Here is my monthly update covering what I have been doing in the free software world during November 2018 (previous month):

• I was honoured to give the opening keynote at Freenode.live in Bristol, UK on what can Free Software can learn from classical music and later presented at SFScon in Bolzano, Italy on reproducible builds and how they can prevent developers from becoming targets of various attacks.

• My activities as the current Debian Project Leader are covered in my Bits from the DPL email to the debian-devel-announce mailing list.

• Represented Debian (and the free software community) in general as part of my duties of being on the board of directors of the Open Source Initiative at our biannual face-to-face board meeting.

• Continued to maintain a set of module repositories forked from prior to Redis Labs relicensing a number of AGPL-licensed Redis modules with the "Commons Clause" amendment.

• Did further work on my Debbugs Enhancement Suite browser extension to enhance various parts of the bugs.debian.org web interface to add support for collapsing package headers [...] and for removing matching package name prefixes from bug lists [...].

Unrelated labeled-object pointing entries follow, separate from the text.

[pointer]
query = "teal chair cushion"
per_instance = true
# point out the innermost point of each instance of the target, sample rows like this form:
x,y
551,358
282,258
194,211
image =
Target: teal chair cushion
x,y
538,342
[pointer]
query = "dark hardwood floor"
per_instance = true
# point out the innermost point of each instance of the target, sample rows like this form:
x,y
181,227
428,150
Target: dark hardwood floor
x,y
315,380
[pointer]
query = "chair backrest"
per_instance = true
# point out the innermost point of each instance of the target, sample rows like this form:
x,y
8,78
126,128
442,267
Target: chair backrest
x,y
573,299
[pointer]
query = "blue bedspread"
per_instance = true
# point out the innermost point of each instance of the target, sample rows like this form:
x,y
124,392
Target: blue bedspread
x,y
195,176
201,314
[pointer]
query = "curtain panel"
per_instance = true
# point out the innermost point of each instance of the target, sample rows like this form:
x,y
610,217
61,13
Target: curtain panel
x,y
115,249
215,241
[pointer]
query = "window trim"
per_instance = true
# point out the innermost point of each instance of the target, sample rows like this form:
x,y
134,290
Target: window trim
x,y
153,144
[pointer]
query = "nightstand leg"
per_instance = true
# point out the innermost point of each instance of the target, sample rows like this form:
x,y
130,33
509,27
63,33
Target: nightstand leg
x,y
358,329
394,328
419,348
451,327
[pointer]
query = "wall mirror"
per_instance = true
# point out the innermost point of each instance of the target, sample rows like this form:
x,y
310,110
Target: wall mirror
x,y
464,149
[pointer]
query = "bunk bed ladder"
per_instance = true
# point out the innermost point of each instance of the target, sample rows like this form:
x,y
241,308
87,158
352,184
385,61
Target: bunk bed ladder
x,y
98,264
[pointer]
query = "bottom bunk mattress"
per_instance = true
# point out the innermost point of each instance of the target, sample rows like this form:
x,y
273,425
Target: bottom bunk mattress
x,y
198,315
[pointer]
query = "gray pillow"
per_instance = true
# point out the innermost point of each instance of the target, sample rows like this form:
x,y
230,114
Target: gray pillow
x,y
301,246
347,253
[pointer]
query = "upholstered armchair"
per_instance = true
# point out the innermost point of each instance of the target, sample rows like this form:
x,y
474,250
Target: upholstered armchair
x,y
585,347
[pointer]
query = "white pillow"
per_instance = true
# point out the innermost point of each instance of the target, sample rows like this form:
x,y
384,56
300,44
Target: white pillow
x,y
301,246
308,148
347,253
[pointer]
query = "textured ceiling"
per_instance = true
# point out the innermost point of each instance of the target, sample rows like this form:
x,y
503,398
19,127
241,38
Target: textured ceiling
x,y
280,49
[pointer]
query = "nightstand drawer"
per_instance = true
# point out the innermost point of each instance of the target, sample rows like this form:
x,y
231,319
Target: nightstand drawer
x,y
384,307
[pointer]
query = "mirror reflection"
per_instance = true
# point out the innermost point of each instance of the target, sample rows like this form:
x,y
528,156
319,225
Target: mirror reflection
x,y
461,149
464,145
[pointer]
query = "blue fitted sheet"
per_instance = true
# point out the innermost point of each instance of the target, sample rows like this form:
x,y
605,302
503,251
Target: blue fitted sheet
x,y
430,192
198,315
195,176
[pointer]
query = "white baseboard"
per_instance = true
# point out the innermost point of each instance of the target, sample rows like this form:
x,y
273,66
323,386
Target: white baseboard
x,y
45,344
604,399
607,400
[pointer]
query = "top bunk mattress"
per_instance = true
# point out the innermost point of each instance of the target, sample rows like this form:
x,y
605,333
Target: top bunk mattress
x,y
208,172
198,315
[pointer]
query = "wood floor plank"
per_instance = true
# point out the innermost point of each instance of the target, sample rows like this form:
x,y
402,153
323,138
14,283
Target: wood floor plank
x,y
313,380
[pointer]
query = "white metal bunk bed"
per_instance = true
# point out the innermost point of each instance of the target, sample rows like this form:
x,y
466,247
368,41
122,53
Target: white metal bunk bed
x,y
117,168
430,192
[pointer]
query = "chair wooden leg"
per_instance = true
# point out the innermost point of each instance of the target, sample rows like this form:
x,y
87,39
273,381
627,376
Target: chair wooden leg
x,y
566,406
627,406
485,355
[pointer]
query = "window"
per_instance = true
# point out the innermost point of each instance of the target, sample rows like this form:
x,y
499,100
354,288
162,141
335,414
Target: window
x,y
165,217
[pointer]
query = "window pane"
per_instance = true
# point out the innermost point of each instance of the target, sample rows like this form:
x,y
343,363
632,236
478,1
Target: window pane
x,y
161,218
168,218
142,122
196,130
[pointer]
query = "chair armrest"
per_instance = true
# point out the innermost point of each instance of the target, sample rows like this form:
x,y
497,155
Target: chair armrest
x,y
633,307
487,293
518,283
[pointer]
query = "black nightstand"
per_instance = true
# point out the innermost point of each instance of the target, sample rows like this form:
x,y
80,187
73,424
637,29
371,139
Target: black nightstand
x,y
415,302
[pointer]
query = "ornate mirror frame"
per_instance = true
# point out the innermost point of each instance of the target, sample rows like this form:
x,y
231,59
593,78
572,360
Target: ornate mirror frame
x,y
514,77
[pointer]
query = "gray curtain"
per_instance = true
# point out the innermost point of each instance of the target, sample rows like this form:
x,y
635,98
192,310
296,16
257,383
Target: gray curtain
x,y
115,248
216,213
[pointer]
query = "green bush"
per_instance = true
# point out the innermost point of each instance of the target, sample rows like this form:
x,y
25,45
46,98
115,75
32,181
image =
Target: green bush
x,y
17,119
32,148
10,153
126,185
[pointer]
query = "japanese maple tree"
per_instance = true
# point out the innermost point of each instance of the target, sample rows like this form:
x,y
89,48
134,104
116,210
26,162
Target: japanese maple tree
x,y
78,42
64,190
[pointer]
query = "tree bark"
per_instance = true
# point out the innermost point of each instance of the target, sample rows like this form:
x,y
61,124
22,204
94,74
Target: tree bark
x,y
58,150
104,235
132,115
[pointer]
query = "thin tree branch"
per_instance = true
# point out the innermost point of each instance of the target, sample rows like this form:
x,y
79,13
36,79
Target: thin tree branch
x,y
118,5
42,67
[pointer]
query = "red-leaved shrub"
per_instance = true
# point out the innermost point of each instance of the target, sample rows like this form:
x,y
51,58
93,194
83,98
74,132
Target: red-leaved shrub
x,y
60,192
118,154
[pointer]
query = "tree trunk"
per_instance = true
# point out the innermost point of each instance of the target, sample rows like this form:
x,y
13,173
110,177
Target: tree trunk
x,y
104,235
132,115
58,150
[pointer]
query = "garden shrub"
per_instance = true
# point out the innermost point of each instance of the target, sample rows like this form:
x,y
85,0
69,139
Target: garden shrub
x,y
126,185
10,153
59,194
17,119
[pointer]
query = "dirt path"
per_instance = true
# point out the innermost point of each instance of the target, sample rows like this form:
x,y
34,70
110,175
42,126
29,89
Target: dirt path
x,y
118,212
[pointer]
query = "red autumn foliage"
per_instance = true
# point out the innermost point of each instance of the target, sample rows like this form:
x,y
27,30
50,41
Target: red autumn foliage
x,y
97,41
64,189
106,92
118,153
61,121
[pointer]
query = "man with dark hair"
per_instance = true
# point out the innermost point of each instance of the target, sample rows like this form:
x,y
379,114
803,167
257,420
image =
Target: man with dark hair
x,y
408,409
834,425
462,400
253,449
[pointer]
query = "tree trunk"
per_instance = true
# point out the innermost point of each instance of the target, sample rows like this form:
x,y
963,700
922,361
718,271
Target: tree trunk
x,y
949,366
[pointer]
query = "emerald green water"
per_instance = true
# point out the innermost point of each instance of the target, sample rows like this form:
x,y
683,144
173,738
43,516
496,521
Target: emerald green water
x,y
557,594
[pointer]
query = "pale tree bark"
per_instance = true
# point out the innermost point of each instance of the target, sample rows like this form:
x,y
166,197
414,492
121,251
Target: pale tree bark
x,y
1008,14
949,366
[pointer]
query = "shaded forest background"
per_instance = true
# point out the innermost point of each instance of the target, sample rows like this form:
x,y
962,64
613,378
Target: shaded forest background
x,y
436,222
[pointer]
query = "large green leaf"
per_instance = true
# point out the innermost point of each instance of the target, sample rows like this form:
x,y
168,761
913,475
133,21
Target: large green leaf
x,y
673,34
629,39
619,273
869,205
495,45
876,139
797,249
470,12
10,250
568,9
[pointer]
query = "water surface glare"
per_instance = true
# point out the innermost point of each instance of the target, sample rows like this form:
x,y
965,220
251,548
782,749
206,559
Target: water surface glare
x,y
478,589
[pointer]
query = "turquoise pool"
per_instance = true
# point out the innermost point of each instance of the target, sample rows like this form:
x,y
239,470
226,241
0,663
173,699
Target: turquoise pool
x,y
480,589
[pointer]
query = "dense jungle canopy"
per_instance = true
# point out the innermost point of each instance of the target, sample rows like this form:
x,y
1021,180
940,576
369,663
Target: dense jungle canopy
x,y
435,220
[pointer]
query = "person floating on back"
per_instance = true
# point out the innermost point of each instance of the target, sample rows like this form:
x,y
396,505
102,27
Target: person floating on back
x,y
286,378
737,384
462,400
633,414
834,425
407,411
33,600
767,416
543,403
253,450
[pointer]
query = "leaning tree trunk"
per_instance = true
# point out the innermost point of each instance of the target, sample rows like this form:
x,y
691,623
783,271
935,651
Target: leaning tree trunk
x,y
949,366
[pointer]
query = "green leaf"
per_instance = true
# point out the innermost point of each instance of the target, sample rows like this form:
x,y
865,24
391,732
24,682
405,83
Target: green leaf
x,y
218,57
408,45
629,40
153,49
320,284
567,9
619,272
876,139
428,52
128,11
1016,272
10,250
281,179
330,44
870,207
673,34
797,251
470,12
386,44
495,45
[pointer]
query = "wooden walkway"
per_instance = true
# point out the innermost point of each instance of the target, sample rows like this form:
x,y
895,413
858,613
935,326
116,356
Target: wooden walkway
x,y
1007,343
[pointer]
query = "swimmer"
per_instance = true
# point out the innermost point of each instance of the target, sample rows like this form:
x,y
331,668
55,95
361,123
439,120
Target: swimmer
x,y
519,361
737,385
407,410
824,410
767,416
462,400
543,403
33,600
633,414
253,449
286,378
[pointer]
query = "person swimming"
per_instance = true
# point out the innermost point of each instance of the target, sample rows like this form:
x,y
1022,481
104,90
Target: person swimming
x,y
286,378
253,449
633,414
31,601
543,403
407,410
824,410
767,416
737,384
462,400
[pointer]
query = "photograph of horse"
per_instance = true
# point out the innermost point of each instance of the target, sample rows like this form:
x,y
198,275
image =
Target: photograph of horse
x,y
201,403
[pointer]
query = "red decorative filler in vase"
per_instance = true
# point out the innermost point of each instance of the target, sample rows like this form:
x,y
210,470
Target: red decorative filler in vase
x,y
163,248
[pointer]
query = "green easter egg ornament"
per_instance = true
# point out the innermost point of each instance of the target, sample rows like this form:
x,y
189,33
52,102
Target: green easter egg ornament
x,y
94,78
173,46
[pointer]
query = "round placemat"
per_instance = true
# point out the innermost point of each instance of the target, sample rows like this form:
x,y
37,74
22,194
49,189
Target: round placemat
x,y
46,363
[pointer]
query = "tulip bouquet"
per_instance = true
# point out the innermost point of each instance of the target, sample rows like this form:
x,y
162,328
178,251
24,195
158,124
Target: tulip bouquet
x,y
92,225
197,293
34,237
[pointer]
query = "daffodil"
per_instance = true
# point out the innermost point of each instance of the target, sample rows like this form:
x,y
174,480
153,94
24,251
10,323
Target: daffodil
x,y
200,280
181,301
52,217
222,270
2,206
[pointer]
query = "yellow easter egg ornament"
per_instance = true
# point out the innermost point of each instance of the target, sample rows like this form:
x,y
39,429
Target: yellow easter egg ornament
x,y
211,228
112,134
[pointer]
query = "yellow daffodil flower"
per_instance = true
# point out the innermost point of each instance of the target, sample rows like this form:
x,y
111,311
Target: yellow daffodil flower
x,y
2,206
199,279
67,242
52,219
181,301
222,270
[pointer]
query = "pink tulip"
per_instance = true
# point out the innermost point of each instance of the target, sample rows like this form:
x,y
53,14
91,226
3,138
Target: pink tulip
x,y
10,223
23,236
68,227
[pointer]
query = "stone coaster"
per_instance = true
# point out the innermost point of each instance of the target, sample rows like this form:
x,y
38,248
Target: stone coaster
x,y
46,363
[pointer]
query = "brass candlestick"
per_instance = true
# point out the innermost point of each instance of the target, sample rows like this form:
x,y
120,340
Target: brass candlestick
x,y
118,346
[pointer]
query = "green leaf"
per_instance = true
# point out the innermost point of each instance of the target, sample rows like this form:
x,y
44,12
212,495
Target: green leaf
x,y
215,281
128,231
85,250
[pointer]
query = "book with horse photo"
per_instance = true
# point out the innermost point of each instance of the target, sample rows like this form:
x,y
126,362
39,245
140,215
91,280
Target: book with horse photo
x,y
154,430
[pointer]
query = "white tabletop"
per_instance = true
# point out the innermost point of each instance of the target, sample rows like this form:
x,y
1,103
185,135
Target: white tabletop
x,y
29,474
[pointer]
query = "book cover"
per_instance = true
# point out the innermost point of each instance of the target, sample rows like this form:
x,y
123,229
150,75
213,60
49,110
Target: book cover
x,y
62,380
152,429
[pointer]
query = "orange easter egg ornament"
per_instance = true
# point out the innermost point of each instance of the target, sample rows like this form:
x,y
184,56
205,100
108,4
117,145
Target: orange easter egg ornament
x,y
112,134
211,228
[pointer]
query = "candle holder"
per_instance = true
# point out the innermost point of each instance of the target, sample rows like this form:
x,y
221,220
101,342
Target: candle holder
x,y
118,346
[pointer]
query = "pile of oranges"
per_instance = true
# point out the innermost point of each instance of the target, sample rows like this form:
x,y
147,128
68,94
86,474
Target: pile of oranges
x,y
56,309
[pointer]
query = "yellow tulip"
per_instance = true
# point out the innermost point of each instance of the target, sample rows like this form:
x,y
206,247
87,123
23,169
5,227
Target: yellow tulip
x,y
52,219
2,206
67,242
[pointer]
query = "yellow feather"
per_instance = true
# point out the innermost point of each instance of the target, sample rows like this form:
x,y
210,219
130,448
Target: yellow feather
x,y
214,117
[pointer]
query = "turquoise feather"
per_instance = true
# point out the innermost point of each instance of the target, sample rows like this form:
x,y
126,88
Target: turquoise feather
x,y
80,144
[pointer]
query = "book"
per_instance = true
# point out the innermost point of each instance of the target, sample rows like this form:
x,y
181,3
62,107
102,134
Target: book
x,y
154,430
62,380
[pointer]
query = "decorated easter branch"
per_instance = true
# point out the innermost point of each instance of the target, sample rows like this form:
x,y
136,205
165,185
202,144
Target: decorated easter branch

• For the Tails website I had previously fixed an issue in the Ikiwiki wiki compiler where the first inline directive would be translated but subsequent inlines of the same file would result in the raw contents of the .po being inserted into the page instead [...] and I spent some time this month trying to get a regression test working in the testsuite [...].

• Authored three pull requests for the Redis key-value database to not treat unsupported protocols such as IPv6 as fatal errors [...], clarifying a error message [...] and to correct a typo [...].

• Added Add to CC [...] and Rename Thread [...] buttons to my Fastmail Enhancement Suite, and moved to using the event loop properly [...].

• Filed two upstream pull request against the multiple-τ statistics library to make the build reproducible [...) and to correct multiple "multiple" typos [...].

• Suggested some changes to Git-powered Salsa webhooks to drop unneccessary commas [...] and to strip whitespace from commit messages [...].

• Merged a pull request by Jesse Laukkanen for my django-dynamic-subdomains library which adds dynamic (eg. database-backed) and static subdomain support for Django projects to support new-style middleware [...].

• Blogged about the Record number of uploads of a Debian package in a day as well as wrote a review of coffee from the "Trojan Room" in Cambridge University's Department of Computer Science and Technology

• Merged a pull request for my django-slack library that provides a convenient library between projects using the Django and the Slack chat platform from Lukas Martini to add a backend for asynchronous message sending using Django-Q. [...]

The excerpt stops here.